Thursday, July 28, 2011

Selecting from the information hose pipe

"It's like drinking from a hose." (urban dictionary) "How do you eat an elephant? One bite at a time." "Try something new for 30 days."
These are comments, questions and responses that connect (in my own mind at least) information overload. And not just information, but information management tools that are overwhelming in quantity and diversity.

On Monday I went to a class at the NYPL for social studies teachers and school librarians about primary sources, social studies teaching, and the internet. We looked at materials created by and with the library, we practices creating maps on Google Earth that linked historical pictures from the NYPL collections to locations on the map.
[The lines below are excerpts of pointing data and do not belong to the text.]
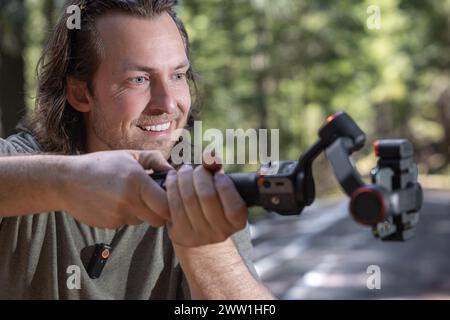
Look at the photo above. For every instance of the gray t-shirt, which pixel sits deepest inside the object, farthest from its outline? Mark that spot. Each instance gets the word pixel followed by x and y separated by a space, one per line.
pixel 43 256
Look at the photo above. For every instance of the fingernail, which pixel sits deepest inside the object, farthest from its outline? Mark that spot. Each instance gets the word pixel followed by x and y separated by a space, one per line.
pixel 185 167
pixel 220 178
pixel 171 173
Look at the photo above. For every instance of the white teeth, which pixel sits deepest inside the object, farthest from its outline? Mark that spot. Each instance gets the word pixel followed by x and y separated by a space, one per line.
pixel 157 128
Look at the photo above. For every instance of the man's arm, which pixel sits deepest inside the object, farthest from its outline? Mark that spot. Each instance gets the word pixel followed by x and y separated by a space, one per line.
pixel 217 271
pixel 103 189
pixel 30 184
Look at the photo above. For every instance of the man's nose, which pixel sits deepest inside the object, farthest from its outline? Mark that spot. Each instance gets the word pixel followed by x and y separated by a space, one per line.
pixel 162 99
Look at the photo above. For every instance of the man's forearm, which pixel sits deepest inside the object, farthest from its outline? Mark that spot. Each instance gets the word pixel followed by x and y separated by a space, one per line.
pixel 217 271
pixel 30 184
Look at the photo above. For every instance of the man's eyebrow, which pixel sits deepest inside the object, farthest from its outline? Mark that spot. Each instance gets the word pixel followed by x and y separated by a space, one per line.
pixel 138 67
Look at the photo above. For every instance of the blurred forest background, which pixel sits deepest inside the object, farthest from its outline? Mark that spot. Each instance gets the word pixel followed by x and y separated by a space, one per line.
pixel 288 64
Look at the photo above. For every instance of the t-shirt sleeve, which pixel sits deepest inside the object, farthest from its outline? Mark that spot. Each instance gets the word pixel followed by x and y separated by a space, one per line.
pixel 20 143
pixel 243 242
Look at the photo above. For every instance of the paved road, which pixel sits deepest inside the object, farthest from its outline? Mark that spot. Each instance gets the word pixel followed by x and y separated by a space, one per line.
pixel 324 254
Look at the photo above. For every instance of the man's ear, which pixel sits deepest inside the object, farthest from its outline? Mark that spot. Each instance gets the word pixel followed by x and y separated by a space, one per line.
pixel 78 95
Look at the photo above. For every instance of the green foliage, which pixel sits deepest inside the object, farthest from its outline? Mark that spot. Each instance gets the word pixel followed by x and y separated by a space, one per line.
pixel 288 64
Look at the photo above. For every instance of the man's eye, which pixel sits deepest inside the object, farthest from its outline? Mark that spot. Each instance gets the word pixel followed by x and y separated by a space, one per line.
pixel 180 76
pixel 138 80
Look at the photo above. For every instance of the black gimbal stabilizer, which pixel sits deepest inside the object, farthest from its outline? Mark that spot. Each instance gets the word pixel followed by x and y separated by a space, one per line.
pixel 389 205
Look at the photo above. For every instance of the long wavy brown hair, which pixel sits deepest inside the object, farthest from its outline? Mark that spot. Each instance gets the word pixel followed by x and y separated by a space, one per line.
pixel 58 127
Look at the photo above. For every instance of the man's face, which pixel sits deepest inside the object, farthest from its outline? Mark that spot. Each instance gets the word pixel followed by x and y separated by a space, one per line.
pixel 141 94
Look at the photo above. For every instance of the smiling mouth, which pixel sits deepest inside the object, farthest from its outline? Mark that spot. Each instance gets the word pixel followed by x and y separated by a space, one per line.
pixel 156 128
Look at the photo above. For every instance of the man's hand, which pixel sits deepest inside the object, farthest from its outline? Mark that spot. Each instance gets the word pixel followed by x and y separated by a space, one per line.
pixel 204 209
pixel 110 189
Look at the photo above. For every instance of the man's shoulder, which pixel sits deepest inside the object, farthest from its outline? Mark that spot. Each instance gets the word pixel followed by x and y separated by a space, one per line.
pixel 21 142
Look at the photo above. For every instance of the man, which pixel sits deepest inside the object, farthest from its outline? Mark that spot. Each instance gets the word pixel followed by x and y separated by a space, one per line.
pixel 110 95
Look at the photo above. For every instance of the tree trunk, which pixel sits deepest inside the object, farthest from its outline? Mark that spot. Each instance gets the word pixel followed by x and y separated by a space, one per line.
pixel 12 82
pixel 443 104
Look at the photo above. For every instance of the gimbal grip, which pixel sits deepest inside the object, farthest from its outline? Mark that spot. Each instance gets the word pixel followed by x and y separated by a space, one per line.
pixel 245 184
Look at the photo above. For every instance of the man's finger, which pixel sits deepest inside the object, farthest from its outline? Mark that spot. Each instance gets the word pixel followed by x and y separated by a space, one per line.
pixel 155 198
pixel 235 209
pixel 151 160
pixel 211 162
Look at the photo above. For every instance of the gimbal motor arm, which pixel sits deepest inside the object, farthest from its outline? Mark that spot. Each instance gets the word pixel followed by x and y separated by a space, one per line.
pixel 389 205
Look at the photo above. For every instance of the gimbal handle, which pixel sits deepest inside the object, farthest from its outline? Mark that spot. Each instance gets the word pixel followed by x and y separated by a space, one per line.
pixel 286 187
We practiced creating Voice Threads with images from the NYPL digital gallery.

Finally - and most pertinently, perhaps - we talked about the "Is it worth it? test." Does technology allow you to do something you couldn't do before? Does it allow you to do something better? I also added, Does it make it easier?

I spend a tremendous amount of time each week looking at things that people I trust or "follow" recommend on the internet. The tools that I love and speak either to me or that I think would be meaningful to a particular group that I work with, I post or talk-up. Some make it to my Portaportal site, some are important enough to go on my home library page, some get a mention on my Facebook page, and some might get a mention here.

Just because I mention something doesn't mean that everyone should try it! Even more importantly, please don't think that everything I mention is right for you! Each person is the final filter. They choose what to explore, what to try, and finally what to use. Each of us only uses a few tools or applications with any frequency. The trick is finding what works for you.